Trump Justice Department official John Gore on Friday suggested that the Justice Department has been unable to fully enforce the Voting Rights Act without the decennial Census asking a question about citizenship.
Gore was asked by Rep. Jimmy Gomez (D-CA) at a House oversight hearing whether the Justice Department has been unable to enforce the Voting Rights Act without the data.
“Without accurate citizenship data? Yes,” Gore said, adding that the Justice Department has been “making do” by using extrapolations from the American Communities Survey, an ongoing survey sent to a small portion of the population.
The Census hasn’t asked the question on the version of the survey that goes to all households since 1950. The Voting Rights Act was passed in 1965. Gore spearheaded a DOJ request that the Commerce Department add a citizenship question to the upcoming 2020 Census.

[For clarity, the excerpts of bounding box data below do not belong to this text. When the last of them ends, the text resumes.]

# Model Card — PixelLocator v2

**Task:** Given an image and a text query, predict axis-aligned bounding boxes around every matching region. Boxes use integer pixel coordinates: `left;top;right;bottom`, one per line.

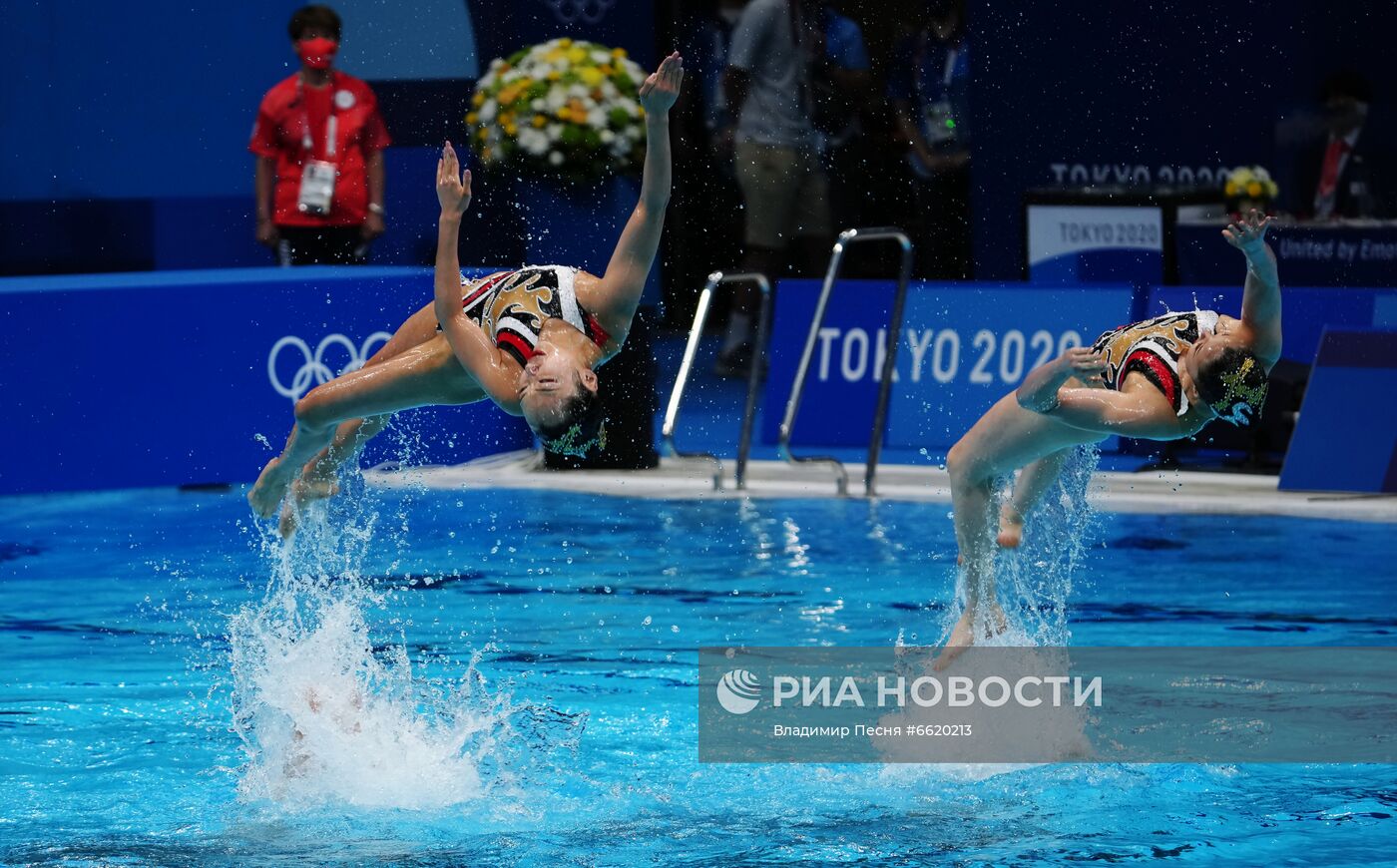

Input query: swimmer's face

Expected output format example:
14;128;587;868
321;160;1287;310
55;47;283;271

1183;328;1246;383
516;337;597;430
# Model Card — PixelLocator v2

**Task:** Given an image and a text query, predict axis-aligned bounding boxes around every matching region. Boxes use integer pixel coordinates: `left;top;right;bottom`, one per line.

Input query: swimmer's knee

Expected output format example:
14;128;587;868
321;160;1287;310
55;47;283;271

Democrats, Census policy wonks and civil rights advocates fear that asking the question will spook immigrant communities from participating in the Census. An undercount would have a major impact on political representation and federal funding for those populations.
Later in the hearing, Gore cited a Voting Rights Act case brought in Texas by private plaintiffs that he said was thrown out because the court said the ACS data on citizenship was not sufficient.
“We would like avoid that fate,” Gore said. He couldn’t name any other cases where the lack of Census data made a difference, however.
He also clarified his answer to Gomez.
“So, yes, we do need that [data] at the Census block level. Yes, we are making do with the currently available data to draw estimates as to what’s going on at the Census block level,” Gore said. “Our letter lays out why the hard count Census data would be more appropriate for that function, because it’s a hard count, and it would be simpler for us to use.”